At some point, you might feel the urge to adopt a specific style of parenting, but in the real sense, parenting is a whole journey in which the method you wish to adopt can take time for you to figure out.

Even when you figure out a specific style to use, it could still change because your family needs are ever-evolving. Let’s have a close look at the meaning of attachment parenting and how it’s done.

You are also free to generate your own parenting style that fits well for you. But bear it in mind that emphasis is laid on using evidence-based practices that promote the maximum health and safety of your child.

What is attachment parenting?

Attachment parenting is a contemporary parenting principle based on the attachment theory coined from the work of two child psychologists, John Bowlby and Mary Ainsworth.

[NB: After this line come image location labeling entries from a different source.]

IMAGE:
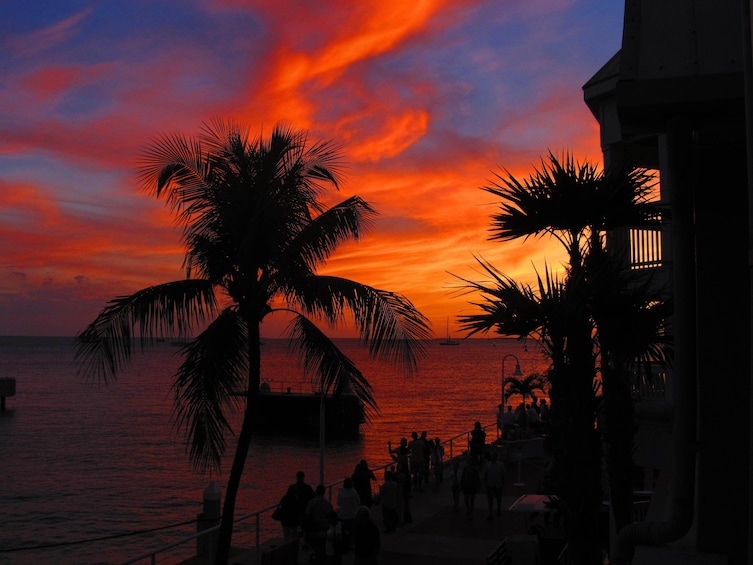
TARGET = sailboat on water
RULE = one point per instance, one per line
(449, 340)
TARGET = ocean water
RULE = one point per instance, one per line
(93, 474)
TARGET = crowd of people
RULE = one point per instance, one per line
(331, 531)
(530, 417)
(305, 513)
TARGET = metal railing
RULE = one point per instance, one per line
(450, 444)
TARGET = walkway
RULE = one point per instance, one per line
(441, 536)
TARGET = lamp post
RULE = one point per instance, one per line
(516, 373)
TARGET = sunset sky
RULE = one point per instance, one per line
(427, 98)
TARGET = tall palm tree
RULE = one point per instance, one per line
(525, 387)
(255, 233)
(577, 204)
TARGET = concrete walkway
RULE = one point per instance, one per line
(439, 535)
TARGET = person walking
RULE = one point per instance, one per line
(470, 482)
(288, 514)
(455, 484)
(316, 523)
(477, 442)
(389, 492)
(333, 545)
(303, 493)
(367, 540)
(362, 478)
(348, 502)
(417, 448)
(437, 461)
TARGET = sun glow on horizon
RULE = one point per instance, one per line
(427, 101)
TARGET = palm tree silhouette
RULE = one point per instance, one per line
(581, 320)
(525, 387)
(255, 233)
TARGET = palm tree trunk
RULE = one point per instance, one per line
(241, 451)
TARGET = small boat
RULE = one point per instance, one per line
(449, 340)
(297, 413)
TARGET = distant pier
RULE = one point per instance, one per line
(7, 388)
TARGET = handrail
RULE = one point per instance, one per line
(257, 514)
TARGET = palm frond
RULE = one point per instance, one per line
(335, 372)
(213, 371)
(506, 307)
(345, 221)
(175, 167)
(388, 322)
(163, 310)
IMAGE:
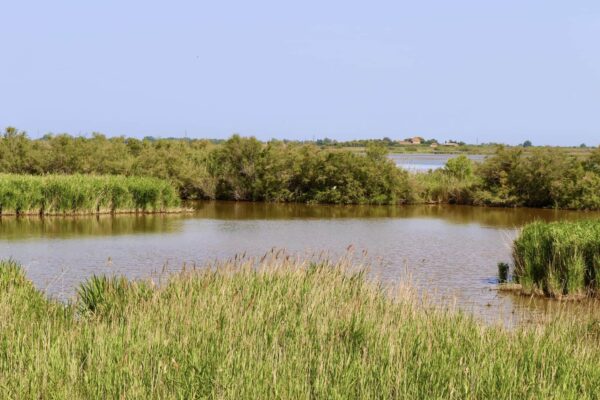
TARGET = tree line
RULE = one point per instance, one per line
(249, 170)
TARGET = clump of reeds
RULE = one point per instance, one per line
(84, 194)
(275, 328)
(558, 259)
(503, 269)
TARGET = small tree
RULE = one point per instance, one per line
(460, 167)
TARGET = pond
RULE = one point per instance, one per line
(424, 162)
(450, 252)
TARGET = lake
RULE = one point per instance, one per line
(449, 252)
(424, 162)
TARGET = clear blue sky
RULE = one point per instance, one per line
(501, 71)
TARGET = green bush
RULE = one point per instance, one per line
(559, 258)
(286, 330)
(83, 194)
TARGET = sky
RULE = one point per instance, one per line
(477, 71)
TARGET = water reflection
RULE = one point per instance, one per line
(485, 216)
(17, 228)
(450, 252)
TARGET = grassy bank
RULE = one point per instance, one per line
(84, 194)
(285, 330)
(558, 259)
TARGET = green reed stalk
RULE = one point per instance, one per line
(559, 258)
(84, 194)
(286, 329)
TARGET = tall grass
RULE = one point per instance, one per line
(84, 194)
(282, 329)
(559, 258)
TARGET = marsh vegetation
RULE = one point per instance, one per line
(84, 194)
(278, 171)
(558, 259)
(276, 328)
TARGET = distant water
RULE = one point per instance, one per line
(426, 162)
(450, 252)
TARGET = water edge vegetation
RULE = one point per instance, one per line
(278, 171)
(558, 259)
(280, 329)
(84, 194)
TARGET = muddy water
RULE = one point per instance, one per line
(449, 251)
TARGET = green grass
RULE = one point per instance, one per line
(83, 194)
(286, 330)
(559, 258)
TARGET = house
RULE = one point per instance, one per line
(413, 140)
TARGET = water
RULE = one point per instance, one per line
(424, 162)
(450, 252)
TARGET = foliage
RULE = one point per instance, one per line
(237, 169)
(83, 194)
(283, 330)
(281, 171)
(559, 258)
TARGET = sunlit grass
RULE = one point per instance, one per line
(559, 258)
(276, 328)
(84, 194)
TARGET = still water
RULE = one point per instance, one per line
(423, 162)
(450, 252)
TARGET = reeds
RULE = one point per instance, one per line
(559, 259)
(276, 328)
(84, 194)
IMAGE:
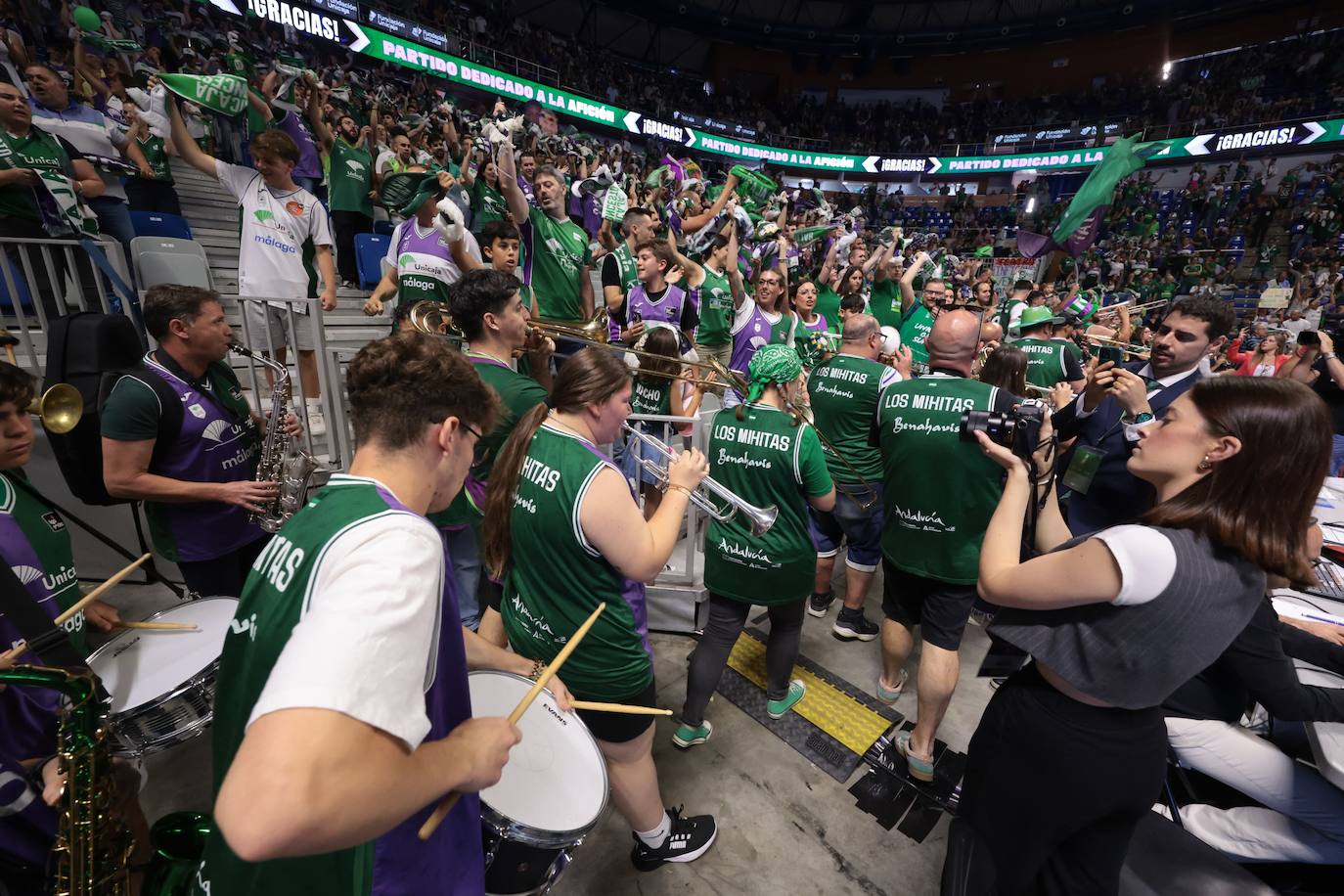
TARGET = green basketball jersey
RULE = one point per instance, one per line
(273, 602)
(50, 540)
(916, 326)
(844, 402)
(768, 461)
(715, 309)
(938, 492)
(1045, 360)
(351, 177)
(557, 578)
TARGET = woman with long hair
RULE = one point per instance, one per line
(1117, 621)
(765, 454)
(1006, 368)
(563, 532)
(1265, 359)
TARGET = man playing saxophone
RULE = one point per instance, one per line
(179, 435)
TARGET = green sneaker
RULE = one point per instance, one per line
(776, 708)
(689, 737)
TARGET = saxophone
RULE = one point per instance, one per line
(93, 848)
(281, 458)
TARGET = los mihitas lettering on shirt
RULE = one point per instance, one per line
(844, 394)
(280, 234)
(765, 458)
(938, 490)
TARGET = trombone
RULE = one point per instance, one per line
(758, 518)
(61, 409)
(736, 379)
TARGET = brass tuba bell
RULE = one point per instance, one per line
(61, 407)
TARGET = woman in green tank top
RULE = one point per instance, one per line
(564, 533)
(768, 457)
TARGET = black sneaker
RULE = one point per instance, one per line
(851, 625)
(690, 838)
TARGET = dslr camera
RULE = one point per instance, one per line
(1019, 428)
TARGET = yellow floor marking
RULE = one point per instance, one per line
(824, 705)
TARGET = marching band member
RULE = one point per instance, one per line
(564, 529)
(489, 312)
(180, 437)
(768, 457)
(320, 713)
(843, 394)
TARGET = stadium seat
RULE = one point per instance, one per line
(154, 223)
(169, 261)
(370, 250)
(8, 270)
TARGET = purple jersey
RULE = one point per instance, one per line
(639, 306)
(453, 860)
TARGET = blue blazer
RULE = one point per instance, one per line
(1116, 495)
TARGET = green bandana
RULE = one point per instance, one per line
(769, 366)
(226, 94)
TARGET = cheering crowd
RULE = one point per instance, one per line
(1122, 532)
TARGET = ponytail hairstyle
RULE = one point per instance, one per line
(592, 377)
(665, 342)
(1258, 503)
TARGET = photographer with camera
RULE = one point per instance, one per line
(938, 495)
(1118, 400)
(1315, 363)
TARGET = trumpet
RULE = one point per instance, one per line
(1114, 342)
(61, 409)
(758, 518)
(739, 383)
(431, 317)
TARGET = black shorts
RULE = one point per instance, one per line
(940, 608)
(621, 727)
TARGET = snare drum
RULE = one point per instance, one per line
(162, 683)
(550, 797)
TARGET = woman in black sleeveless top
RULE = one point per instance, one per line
(1071, 749)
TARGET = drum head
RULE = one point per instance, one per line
(139, 666)
(556, 778)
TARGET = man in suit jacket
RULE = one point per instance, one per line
(1120, 399)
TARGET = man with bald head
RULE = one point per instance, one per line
(844, 394)
(938, 495)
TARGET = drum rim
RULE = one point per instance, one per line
(178, 690)
(539, 837)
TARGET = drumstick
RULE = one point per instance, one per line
(545, 679)
(160, 626)
(592, 705)
(85, 601)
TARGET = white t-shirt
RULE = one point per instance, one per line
(1145, 558)
(276, 230)
(367, 644)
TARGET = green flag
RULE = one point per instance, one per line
(226, 94)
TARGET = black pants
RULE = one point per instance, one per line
(345, 225)
(222, 576)
(1055, 787)
(152, 195)
(726, 621)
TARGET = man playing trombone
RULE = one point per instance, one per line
(844, 394)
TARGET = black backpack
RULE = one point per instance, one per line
(92, 351)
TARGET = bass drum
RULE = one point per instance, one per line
(553, 791)
(162, 683)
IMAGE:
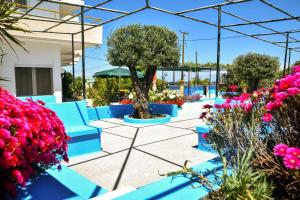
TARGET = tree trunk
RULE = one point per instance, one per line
(141, 88)
(253, 85)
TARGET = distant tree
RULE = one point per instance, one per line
(296, 63)
(78, 89)
(146, 46)
(253, 67)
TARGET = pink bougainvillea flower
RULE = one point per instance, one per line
(280, 150)
(207, 106)
(280, 96)
(203, 115)
(291, 162)
(204, 135)
(218, 106)
(293, 91)
(267, 117)
(30, 136)
(293, 151)
(244, 97)
(273, 105)
(233, 88)
(246, 106)
(296, 69)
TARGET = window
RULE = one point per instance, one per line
(33, 81)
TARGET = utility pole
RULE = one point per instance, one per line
(183, 45)
(196, 68)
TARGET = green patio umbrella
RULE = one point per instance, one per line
(116, 72)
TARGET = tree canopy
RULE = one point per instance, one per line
(254, 67)
(142, 45)
(145, 48)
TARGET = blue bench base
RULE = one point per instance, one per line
(58, 185)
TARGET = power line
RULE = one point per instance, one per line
(229, 37)
(95, 58)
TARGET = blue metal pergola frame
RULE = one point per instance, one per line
(82, 9)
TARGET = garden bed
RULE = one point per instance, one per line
(155, 119)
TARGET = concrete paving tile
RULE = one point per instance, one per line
(125, 131)
(187, 123)
(157, 133)
(83, 158)
(112, 143)
(140, 170)
(178, 150)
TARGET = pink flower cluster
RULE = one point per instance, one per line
(233, 88)
(32, 137)
(284, 88)
(290, 155)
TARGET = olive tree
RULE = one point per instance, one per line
(253, 67)
(147, 47)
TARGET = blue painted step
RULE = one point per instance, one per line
(84, 138)
(178, 187)
(58, 185)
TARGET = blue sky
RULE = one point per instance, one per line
(201, 37)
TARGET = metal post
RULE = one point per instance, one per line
(196, 74)
(285, 54)
(209, 79)
(218, 50)
(83, 52)
(73, 67)
(189, 84)
(289, 60)
(182, 56)
(162, 80)
(173, 77)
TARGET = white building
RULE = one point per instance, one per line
(38, 71)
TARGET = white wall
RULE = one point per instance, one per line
(40, 55)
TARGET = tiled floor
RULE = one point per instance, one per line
(136, 155)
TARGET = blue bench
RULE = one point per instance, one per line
(119, 111)
(84, 138)
(202, 143)
(180, 186)
(57, 185)
(45, 98)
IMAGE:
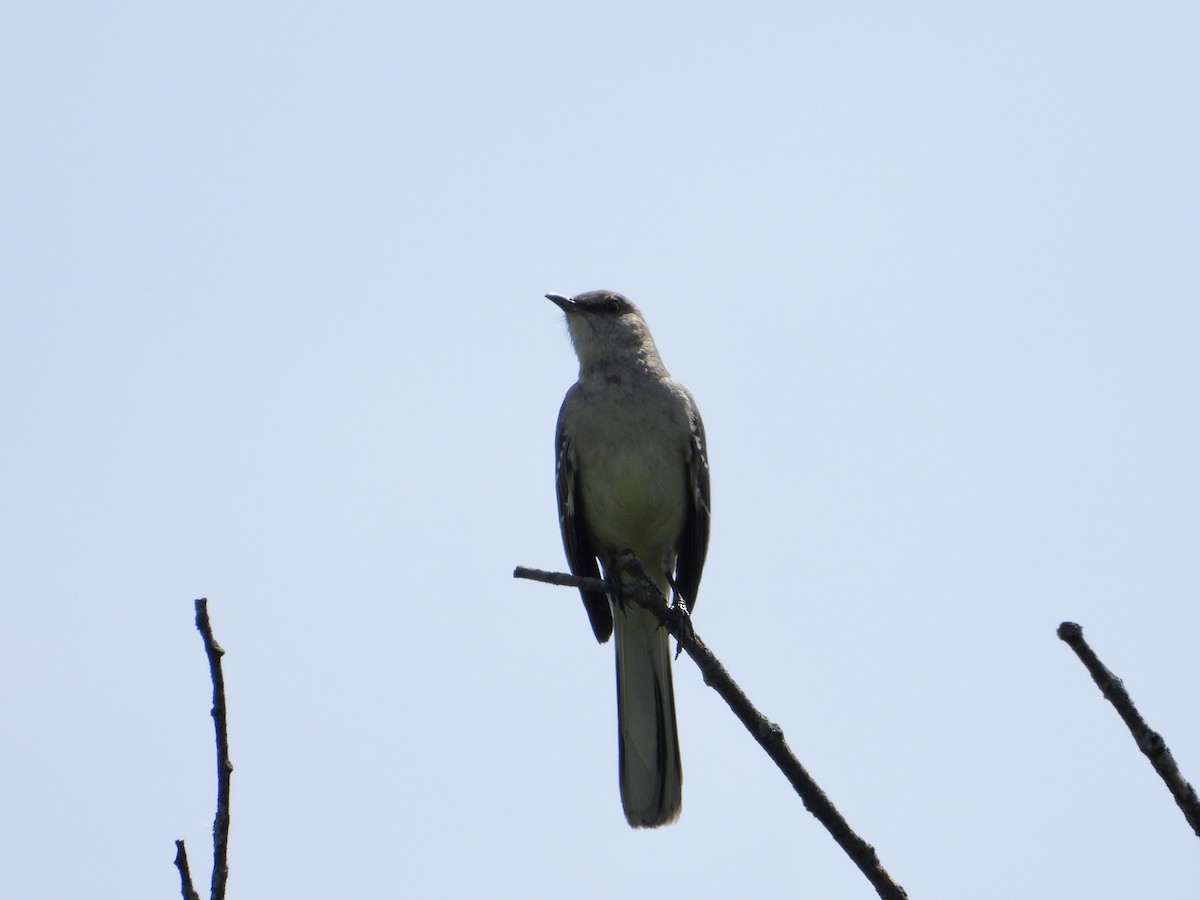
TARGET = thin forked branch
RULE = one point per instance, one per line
(1149, 741)
(639, 588)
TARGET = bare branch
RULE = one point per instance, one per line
(185, 874)
(225, 767)
(645, 593)
(1149, 741)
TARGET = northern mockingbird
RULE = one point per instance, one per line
(633, 474)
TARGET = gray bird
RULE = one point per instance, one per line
(633, 474)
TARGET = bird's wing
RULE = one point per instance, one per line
(580, 555)
(694, 544)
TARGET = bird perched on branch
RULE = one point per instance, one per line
(633, 474)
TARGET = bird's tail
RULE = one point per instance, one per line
(651, 777)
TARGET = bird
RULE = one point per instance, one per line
(631, 474)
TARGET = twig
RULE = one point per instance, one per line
(1149, 741)
(185, 874)
(769, 736)
(225, 768)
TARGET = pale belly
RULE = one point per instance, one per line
(641, 507)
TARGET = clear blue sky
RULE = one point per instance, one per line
(273, 333)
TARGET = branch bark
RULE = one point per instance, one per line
(1149, 741)
(185, 874)
(225, 769)
(640, 589)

This theory states that a strong emotional and physical attachment to at least one primary caregiver is critical to personal development. Attachment parenting stresses that emotional and physical child-parent bond is formed through designated “tools.”

These tools are created to enhance physical contact, maximum empathy, and responsiveness.

It is believed that this approach will boost both parent and child’s confidence because the parent gets to know how to identify and respond to the needs of their baby correctly, and the baby also feels confident that their needs will be met.

Basic tenets of attachment parenting

Every loving parent’s intention is to be watchful and attentive to their child’s needs, but the difference between parenting styles is how to go about it.

Below are the guides to attachment parenting, which put together is known as the “Baby B’s.” As you read through, try considering the best tool for your child.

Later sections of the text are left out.